State agency psychological consultants Dee Wright, Ph.D., and Mark Souza, M.D., reviewed Ms. Shontos' medical records. From this limited examination, Dr. Souza indicated that Ms. Shontos exhibited "[d]isturbance of mood, accompanied by a full or partial manic or depressive syndrome, as evidenced by ... diagnosis of major depressive disorder and adjustment disorder with mixed anxiety and depressed mood," for purposes of § 12.046 assessment. (A.R. at p. 148.) Both Dr. Souza and Dr. Wright found that Ms. Shontos had "[s]ignificantly subaverage general intellectual functioning with deficits in adaptive behavior initially manifested during the developmental period (before age 22)" as evidenced by borderline intellectual functioning, for purposes of § 12.05 assessment. (A.R. at pp. 131, 149.) Dr. Wright was of the opinion that Ms. Shontos had moderate cognitive restrictions secondary to her borderline intellectual functioning, but despite these restrictions believed that Ms. Shontos was capable of performing non-complex, repetitive, and routine cognitive activity. Dr. Souza indicated that Ms. Shontos' impairments were severe and consistent with listings 12.04 and 12.05, but did not meet or equal a listed impairment. He offered no opinion as to whether her combination of impairments was medically equivalent to a listed impairment. Dr. Souza was of the opinion that despite Ms Shontos' limitations, she was cognitively and emotionally capable of carrying out simple, routine tasks without the need for continuous supervision.

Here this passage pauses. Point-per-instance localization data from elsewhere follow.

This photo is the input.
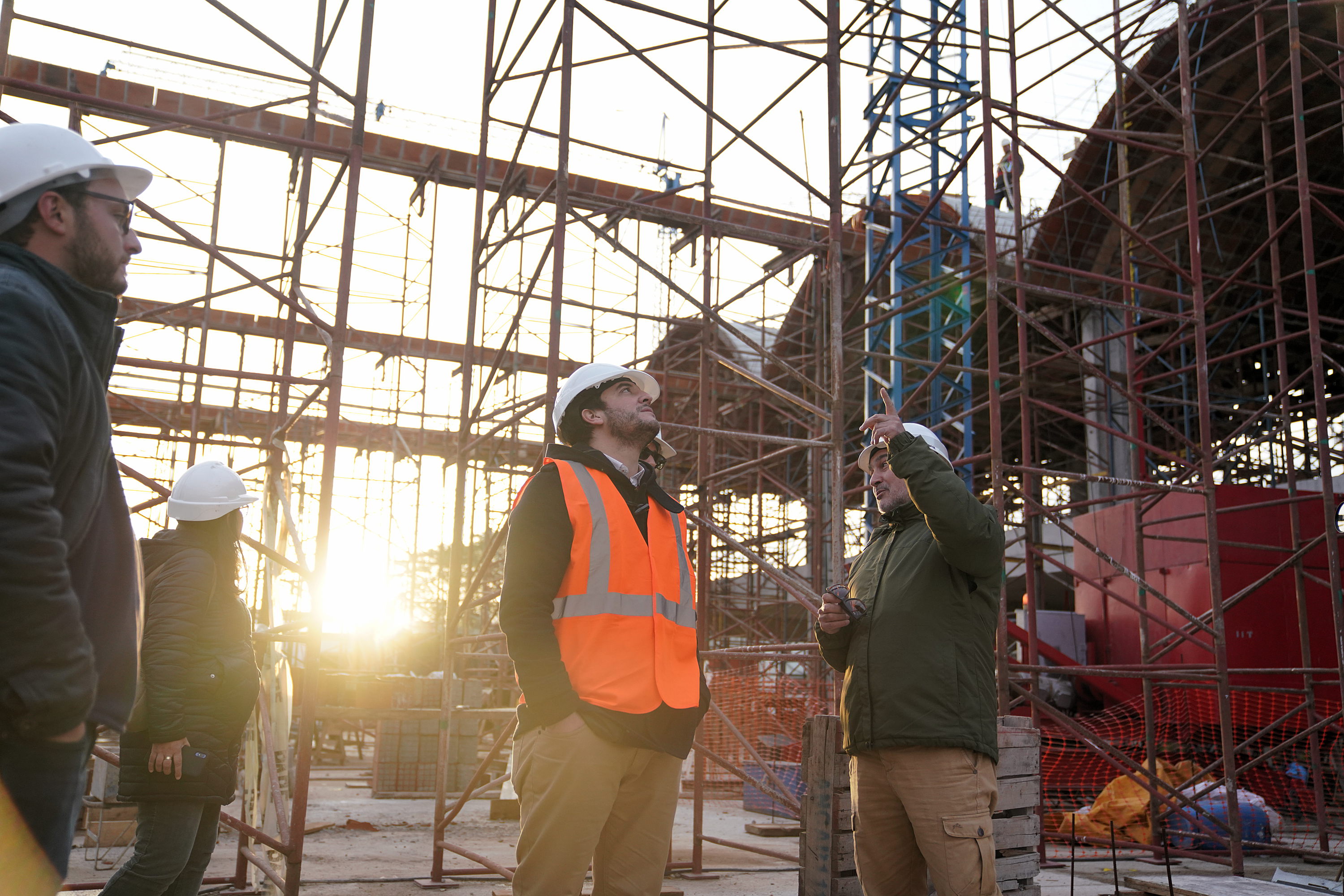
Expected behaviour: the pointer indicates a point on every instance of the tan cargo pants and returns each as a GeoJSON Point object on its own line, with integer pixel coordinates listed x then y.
{"type": "Point", "coordinates": [920, 809]}
{"type": "Point", "coordinates": [585, 800]}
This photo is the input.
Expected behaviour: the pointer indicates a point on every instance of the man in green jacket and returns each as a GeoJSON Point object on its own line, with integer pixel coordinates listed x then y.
{"type": "Point", "coordinates": [918, 702]}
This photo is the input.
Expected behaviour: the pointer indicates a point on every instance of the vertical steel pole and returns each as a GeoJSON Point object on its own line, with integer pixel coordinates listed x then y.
{"type": "Point", "coordinates": [562, 210]}
{"type": "Point", "coordinates": [1285, 403]}
{"type": "Point", "coordinates": [1139, 465]}
{"type": "Point", "coordinates": [992, 347]}
{"type": "Point", "coordinates": [6, 23]}
{"type": "Point", "coordinates": [835, 270]}
{"type": "Point", "coordinates": [205, 307]}
{"type": "Point", "coordinates": [331, 445]}
{"type": "Point", "coordinates": [1206, 428]}
{"type": "Point", "coordinates": [457, 549]}
{"type": "Point", "coordinates": [1314, 330]}
{"type": "Point", "coordinates": [705, 442]}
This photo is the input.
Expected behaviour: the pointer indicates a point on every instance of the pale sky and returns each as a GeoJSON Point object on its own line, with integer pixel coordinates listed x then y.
{"type": "Point", "coordinates": [426, 66]}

In January 2000, Stanley Rabinowitz, M.D. conducted a physical examination of Ms. Shontos for the state. He found that she had generalized anxiety and chronic depression, exacerbated by her husband's death. He noted that her grip strength in both hands was 70% of normal with mild impairment of digital dexterity. Dr. Rabinowitz indicated that Ms. Shontos had decreased range of motion in her lumbar spine, and had moderate difficulty getting on and off the examining table and squatting. In addition, he stated that x-ray results confirmed a diagnosis of degenerative joint disease with expected functional limitations. The Social Security Administration denied Ms. Shontos' claim on February 12, 1999, and again on rehearing. An administrative law judge ("ALJ") denied her claim following an administrative hearing held in December 1999.

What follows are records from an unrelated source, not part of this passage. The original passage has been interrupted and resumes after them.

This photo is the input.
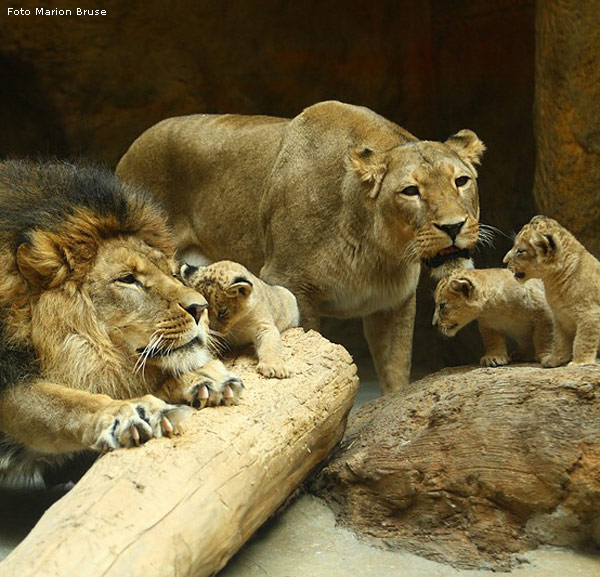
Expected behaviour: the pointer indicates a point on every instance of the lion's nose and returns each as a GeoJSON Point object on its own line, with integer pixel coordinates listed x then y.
{"type": "Point", "coordinates": [451, 230]}
{"type": "Point", "coordinates": [196, 310]}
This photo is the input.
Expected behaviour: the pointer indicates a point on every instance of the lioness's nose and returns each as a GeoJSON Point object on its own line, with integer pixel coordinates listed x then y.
{"type": "Point", "coordinates": [451, 230]}
{"type": "Point", "coordinates": [195, 309]}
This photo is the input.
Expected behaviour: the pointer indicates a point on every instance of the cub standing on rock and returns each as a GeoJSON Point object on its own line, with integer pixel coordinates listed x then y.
{"type": "Point", "coordinates": [246, 310]}
{"type": "Point", "coordinates": [503, 308]}
{"type": "Point", "coordinates": [544, 249]}
{"type": "Point", "coordinates": [338, 204]}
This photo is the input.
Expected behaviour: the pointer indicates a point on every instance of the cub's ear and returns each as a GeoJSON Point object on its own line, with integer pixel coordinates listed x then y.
{"type": "Point", "coordinates": [43, 262]}
{"type": "Point", "coordinates": [467, 145]}
{"type": "Point", "coordinates": [369, 166]}
{"type": "Point", "coordinates": [462, 286]}
{"type": "Point", "coordinates": [240, 287]}
{"type": "Point", "coordinates": [544, 244]}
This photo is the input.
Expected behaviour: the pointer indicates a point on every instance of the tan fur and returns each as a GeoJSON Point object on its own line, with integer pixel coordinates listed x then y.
{"type": "Point", "coordinates": [320, 204]}
{"type": "Point", "coordinates": [93, 306]}
{"type": "Point", "coordinates": [503, 308]}
{"type": "Point", "coordinates": [244, 310]}
{"type": "Point", "coordinates": [544, 249]}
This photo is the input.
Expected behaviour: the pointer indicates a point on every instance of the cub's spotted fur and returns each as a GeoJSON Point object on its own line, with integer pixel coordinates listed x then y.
{"type": "Point", "coordinates": [503, 308]}
{"type": "Point", "coordinates": [245, 310]}
{"type": "Point", "coordinates": [544, 249]}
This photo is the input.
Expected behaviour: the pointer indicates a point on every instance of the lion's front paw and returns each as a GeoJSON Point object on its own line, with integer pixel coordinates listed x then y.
{"type": "Point", "coordinates": [494, 360]}
{"type": "Point", "coordinates": [131, 423]}
{"type": "Point", "coordinates": [276, 370]}
{"type": "Point", "coordinates": [552, 361]}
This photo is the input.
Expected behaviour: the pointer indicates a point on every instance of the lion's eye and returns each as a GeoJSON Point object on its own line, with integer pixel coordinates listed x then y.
{"type": "Point", "coordinates": [128, 279]}
{"type": "Point", "coordinates": [410, 191]}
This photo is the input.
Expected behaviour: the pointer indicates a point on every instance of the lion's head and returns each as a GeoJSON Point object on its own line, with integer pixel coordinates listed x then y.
{"type": "Point", "coordinates": [426, 198]}
{"type": "Point", "coordinates": [457, 302]}
{"type": "Point", "coordinates": [536, 249]}
{"type": "Point", "coordinates": [91, 283]}
{"type": "Point", "coordinates": [227, 288]}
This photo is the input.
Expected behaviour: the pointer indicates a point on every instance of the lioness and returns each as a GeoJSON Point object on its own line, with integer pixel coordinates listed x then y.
{"type": "Point", "coordinates": [545, 249]}
{"type": "Point", "coordinates": [503, 307]}
{"type": "Point", "coordinates": [246, 310]}
{"type": "Point", "coordinates": [92, 320]}
{"type": "Point", "coordinates": [338, 204]}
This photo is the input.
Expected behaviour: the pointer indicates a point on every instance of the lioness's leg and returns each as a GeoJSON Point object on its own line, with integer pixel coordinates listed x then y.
{"type": "Point", "coordinates": [494, 344]}
{"type": "Point", "coordinates": [390, 336]}
{"type": "Point", "coordinates": [587, 338]}
{"type": "Point", "coordinates": [269, 350]}
{"type": "Point", "coordinates": [52, 418]}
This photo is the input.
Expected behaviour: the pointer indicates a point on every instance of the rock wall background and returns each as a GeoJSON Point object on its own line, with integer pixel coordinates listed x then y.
{"type": "Point", "coordinates": [87, 86]}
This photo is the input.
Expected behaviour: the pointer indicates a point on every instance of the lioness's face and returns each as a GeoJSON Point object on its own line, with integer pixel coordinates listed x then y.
{"type": "Point", "coordinates": [456, 305]}
{"type": "Point", "coordinates": [145, 309]}
{"type": "Point", "coordinates": [427, 198]}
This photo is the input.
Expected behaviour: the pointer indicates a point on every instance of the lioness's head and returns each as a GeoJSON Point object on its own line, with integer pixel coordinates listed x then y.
{"type": "Point", "coordinates": [425, 198]}
{"type": "Point", "coordinates": [99, 278]}
{"type": "Point", "coordinates": [227, 287]}
{"type": "Point", "coordinates": [457, 303]}
{"type": "Point", "coordinates": [536, 249]}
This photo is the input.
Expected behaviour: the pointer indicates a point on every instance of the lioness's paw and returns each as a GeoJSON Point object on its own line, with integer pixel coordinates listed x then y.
{"type": "Point", "coordinates": [132, 423]}
{"type": "Point", "coordinates": [494, 360]}
{"type": "Point", "coordinates": [211, 392]}
{"type": "Point", "coordinates": [273, 370]}
{"type": "Point", "coordinates": [551, 361]}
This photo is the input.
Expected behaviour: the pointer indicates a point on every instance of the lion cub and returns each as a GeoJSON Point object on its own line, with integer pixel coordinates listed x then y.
{"type": "Point", "coordinates": [245, 309]}
{"type": "Point", "coordinates": [571, 275]}
{"type": "Point", "coordinates": [503, 308]}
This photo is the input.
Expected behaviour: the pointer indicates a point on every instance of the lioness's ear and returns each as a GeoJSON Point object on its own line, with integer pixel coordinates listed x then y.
{"type": "Point", "coordinates": [369, 166]}
{"type": "Point", "coordinates": [467, 145]}
{"type": "Point", "coordinates": [462, 286]}
{"type": "Point", "coordinates": [43, 262]}
{"type": "Point", "coordinates": [544, 244]}
{"type": "Point", "coordinates": [240, 286]}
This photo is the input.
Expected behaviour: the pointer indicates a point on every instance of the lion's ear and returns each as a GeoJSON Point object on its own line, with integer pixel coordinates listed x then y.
{"type": "Point", "coordinates": [462, 286]}
{"type": "Point", "coordinates": [240, 287]}
{"type": "Point", "coordinates": [467, 145]}
{"type": "Point", "coordinates": [369, 166]}
{"type": "Point", "coordinates": [43, 262]}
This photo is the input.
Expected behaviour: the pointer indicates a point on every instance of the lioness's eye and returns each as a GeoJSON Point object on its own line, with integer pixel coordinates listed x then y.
{"type": "Point", "coordinates": [410, 191]}
{"type": "Point", "coordinates": [128, 279]}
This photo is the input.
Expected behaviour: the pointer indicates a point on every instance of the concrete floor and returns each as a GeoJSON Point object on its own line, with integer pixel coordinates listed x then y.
{"type": "Point", "coordinates": [303, 540]}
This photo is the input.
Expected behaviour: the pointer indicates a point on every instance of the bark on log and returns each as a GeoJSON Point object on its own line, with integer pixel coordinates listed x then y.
{"type": "Point", "coordinates": [184, 506]}
{"type": "Point", "coordinates": [567, 116]}
{"type": "Point", "coordinates": [470, 466]}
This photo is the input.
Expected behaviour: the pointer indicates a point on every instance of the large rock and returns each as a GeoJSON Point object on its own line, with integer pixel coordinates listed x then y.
{"type": "Point", "coordinates": [472, 466]}
{"type": "Point", "coordinates": [567, 116]}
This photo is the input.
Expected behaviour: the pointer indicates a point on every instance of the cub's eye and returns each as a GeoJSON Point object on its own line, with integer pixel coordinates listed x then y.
{"type": "Point", "coordinates": [128, 279]}
{"type": "Point", "coordinates": [410, 191]}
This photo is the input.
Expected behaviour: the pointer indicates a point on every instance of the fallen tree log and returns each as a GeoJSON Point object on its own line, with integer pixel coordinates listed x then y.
{"type": "Point", "coordinates": [472, 466]}
{"type": "Point", "coordinates": [184, 506]}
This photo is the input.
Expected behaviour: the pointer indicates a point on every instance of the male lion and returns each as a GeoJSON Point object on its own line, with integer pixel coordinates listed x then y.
{"type": "Point", "coordinates": [92, 320]}
{"type": "Point", "coordinates": [338, 204]}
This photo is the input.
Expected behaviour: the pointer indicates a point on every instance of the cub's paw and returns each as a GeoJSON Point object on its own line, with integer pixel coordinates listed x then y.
{"type": "Point", "coordinates": [552, 361]}
{"type": "Point", "coordinates": [494, 360]}
{"type": "Point", "coordinates": [210, 389]}
{"type": "Point", "coordinates": [276, 370]}
{"type": "Point", "coordinates": [132, 423]}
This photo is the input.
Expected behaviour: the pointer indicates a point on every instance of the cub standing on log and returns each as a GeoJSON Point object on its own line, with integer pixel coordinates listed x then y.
{"type": "Point", "coordinates": [245, 310]}
{"type": "Point", "coordinates": [338, 204]}
{"type": "Point", "coordinates": [502, 306]}
{"type": "Point", "coordinates": [544, 249]}
{"type": "Point", "coordinates": [92, 321]}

The ALJ found that Ms. Shontos had no past relevant work, and had no transferable acquired work skills. However, he found that Ms. Shontos retained the RFC to perform physical exertional and nonexertional requirements of work with the following limitations: lift no more than twenty-five pounds occasionally, lift ten-to-fifteen pounds repeatedly at a maximum; stand up to one hour at a time, sit from one-to-two hours at a time, and six to eight hours out of an eight hour work day; walk up to one hour at a time, with standing and walking up to six hours out of an eight hour work...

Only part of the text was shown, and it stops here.